CCK8 and LDH release assay

A549 or BEAS-2B cells were seeded into 96-well culture plates (Corning, Lowell, MA). The L-BAIBA preconditioning group was treated with different concentrations (10− 7 to 10− 4 M) of L-BAIBA (Sigma) for 48 h. In addition, Nrf-2, AMPK, ERK, JNK, and PI3K inhibitors (Brusatol, Compound C, PD98059, SP600125, and LY294002, respectively) were added into the cell medium 30 min before preconditioning with L-BAIBA. RSL-3 and Erastin, two ferroptosis inducers, were added into the cell medium 24 h before hypoxia. Compound C, PD98059, SP600125, and LY294002 were purchased from Sigma-Aldrich. Brusatol, RSL-3 and Erastin were purchased from MCE.

A549 and BEAS-2B cells were allowed to grow to sub-confluence (70–80%). After the cells were subjected to A/R, CCK8 reagent (Bimake) and complete medium were added to the 96-well plates at a ratio of 1:9, then incubated at 37 °C for 1 h. Thereafter, the absorbance measured at 450 nm. LDH was measured by LDH cytotoxicity assay kit (Beyotime Biotechnology). 120 µl cell culture supernatants were collected and placed in a new 96-well plate. Then, 60 µl LDH detection working solution were added into each well, and incubated in the dark at 37℃ for 30 min. Finally, the absorbance was measured at 490 nm.

Fe2+ staining

The cells were seeded in glass-bottomed Petri dishes (Thermo Scientific). After the cells were treated, 1 µl Fe2+ indicator storage solution (1 mM, dissolved with DMSO, Maokang Biotechnology) was added to 1 ml cell culture medium (final concentration 1 µM) and incubated for 30 min at 37℃ with 95% air and 5% CO2. After loading, the cells were washed with PBS. Fluorescent images were captured at 40 X total magnification using Olympus IX83 microscope (Olympus, Lake Success, NY).

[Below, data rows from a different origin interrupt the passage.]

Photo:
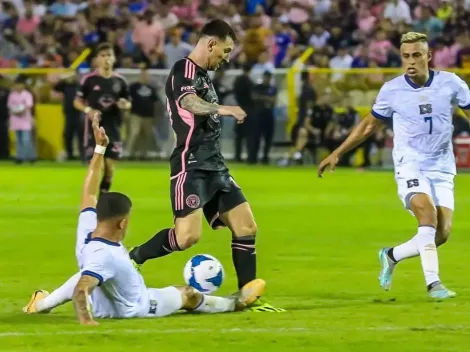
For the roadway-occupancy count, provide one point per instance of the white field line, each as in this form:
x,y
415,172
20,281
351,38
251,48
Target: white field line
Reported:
x,y
99,331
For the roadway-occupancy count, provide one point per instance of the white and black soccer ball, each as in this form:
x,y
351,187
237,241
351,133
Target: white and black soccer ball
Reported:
x,y
204,272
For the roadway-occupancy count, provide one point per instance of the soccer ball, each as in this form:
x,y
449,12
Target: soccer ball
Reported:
x,y
204,272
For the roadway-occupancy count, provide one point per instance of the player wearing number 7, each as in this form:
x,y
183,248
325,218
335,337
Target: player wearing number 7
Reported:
x,y
420,102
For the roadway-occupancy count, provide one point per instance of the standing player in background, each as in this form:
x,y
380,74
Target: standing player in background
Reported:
x,y
420,103
105,93
201,185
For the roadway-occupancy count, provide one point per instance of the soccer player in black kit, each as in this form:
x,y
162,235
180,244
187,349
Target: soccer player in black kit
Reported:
x,y
201,185
106,94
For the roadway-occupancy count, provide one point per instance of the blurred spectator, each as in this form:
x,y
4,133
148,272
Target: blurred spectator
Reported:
x,y
339,129
144,99
429,24
366,21
243,91
283,40
322,7
165,17
377,140
361,59
442,55
320,36
264,97
397,11
74,124
341,61
176,49
254,40
262,66
63,8
20,106
186,11
309,131
4,138
28,23
445,11
149,34
380,47
299,12
155,60
463,53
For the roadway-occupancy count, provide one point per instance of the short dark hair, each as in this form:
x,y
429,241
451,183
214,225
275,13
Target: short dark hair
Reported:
x,y
112,205
219,29
103,47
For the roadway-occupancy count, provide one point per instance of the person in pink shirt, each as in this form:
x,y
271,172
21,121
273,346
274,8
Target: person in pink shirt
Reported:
x,y
365,21
28,24
379,48
20,105
149,34
442,55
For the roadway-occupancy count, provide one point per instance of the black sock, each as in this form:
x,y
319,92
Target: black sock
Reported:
x,y
161,244
390,255
105,186
244,259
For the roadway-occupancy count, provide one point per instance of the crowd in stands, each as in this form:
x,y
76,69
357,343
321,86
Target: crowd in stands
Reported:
x,y
344,33
271,34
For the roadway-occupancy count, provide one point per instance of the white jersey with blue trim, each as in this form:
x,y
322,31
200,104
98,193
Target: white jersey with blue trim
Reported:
x,y
422,119
121,292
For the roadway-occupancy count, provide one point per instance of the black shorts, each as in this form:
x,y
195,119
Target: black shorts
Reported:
x,y
113,150
215,192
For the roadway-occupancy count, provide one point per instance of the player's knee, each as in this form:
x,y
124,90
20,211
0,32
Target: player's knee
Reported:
x,y
245,229
190,297
187,239
424,210
443,233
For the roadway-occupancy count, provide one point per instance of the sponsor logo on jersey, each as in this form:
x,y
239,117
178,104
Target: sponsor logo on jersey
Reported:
x,y
116,87
193,201
187,88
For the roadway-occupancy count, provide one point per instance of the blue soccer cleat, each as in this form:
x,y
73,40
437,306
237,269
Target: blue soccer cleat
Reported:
x,y
386,272
439,291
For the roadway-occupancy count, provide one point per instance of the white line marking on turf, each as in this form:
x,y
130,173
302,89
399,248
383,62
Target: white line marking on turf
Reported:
x,y
152,331
312,330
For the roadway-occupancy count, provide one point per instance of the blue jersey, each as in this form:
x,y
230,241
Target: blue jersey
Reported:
x,y
422,119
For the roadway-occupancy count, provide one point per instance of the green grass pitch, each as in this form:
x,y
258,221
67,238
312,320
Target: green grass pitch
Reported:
x,y
317,248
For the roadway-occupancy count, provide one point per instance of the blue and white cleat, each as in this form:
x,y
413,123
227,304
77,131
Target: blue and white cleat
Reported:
x,y
439,291
386,272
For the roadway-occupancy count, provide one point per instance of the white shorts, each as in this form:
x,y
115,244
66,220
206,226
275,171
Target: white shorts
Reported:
x,y
86,225
163,301
438,185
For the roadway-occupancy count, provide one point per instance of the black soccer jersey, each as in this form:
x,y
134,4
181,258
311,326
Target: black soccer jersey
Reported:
x,y
197,137
102,94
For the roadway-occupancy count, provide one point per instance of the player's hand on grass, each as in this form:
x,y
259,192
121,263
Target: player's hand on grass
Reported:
x,y
100,134
123,104
330,162
89,322
234,111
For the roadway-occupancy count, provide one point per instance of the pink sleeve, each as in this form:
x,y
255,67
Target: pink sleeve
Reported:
x,y
10,99
29,99
161,39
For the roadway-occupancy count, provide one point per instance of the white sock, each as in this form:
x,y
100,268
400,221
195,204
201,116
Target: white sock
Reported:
x,y
59,296
425,242
405,250
212,304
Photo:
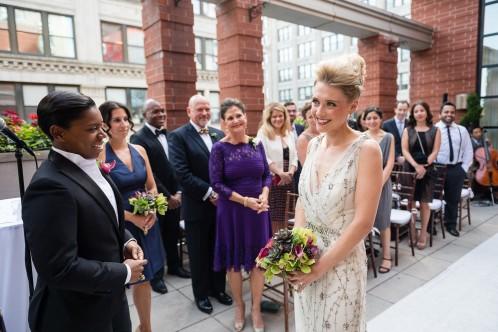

Immunofluorescence staining

The cells, cultured on glass slides, were fixed with 4% paraformaldehyde for 15 min after the treatments. Then, the glass slides with the cells were incubated with immunostaining blocking solution for 1 h at room temperature to prevent nonspecific antibody binding. Then, the cells in the glass slides were incubated with anti-Nrf-2 antibody (1:100) at 4℃ overnight. After washing with PBS 3 times (5 min each time), the cells in the glass slides were incubated with the secondary antibody, Cy3-labeled goat anti-rabbit IgG (1:200), at 37℃ for 30 min. After washing with PBS 3 times (5 min each time), the sections were stained with DAPI before being imaged under a confocal microscope.

Statistical analysis

All data are represented as mean ± SD. The distribution of the experimental data was determined by Kolmogorov-Smirnov test. Data with non-normal distribution were analyzed by Kruskal-Wallis test. For the data with normal distribution and homogeneity of variance, one-way analysis of variance (ANOVA) was used to analyze the differences among multiple groups, and least significant difference (LSD) was used for two-group comparison. The Tamhane test was performed when assumptions of homogeneity of variance were questionable. SPSS 26 (IBM Corporation, Armonk, NY) was used for the statistical analyses. For survival analysis, the Log-rank (Mantel-Cox) test was used to determine the significance of differences in cumulative survival. GraphPad prism 8.0.2 software was used for the statistical analysis. A value of P < 0.05 was considered significant.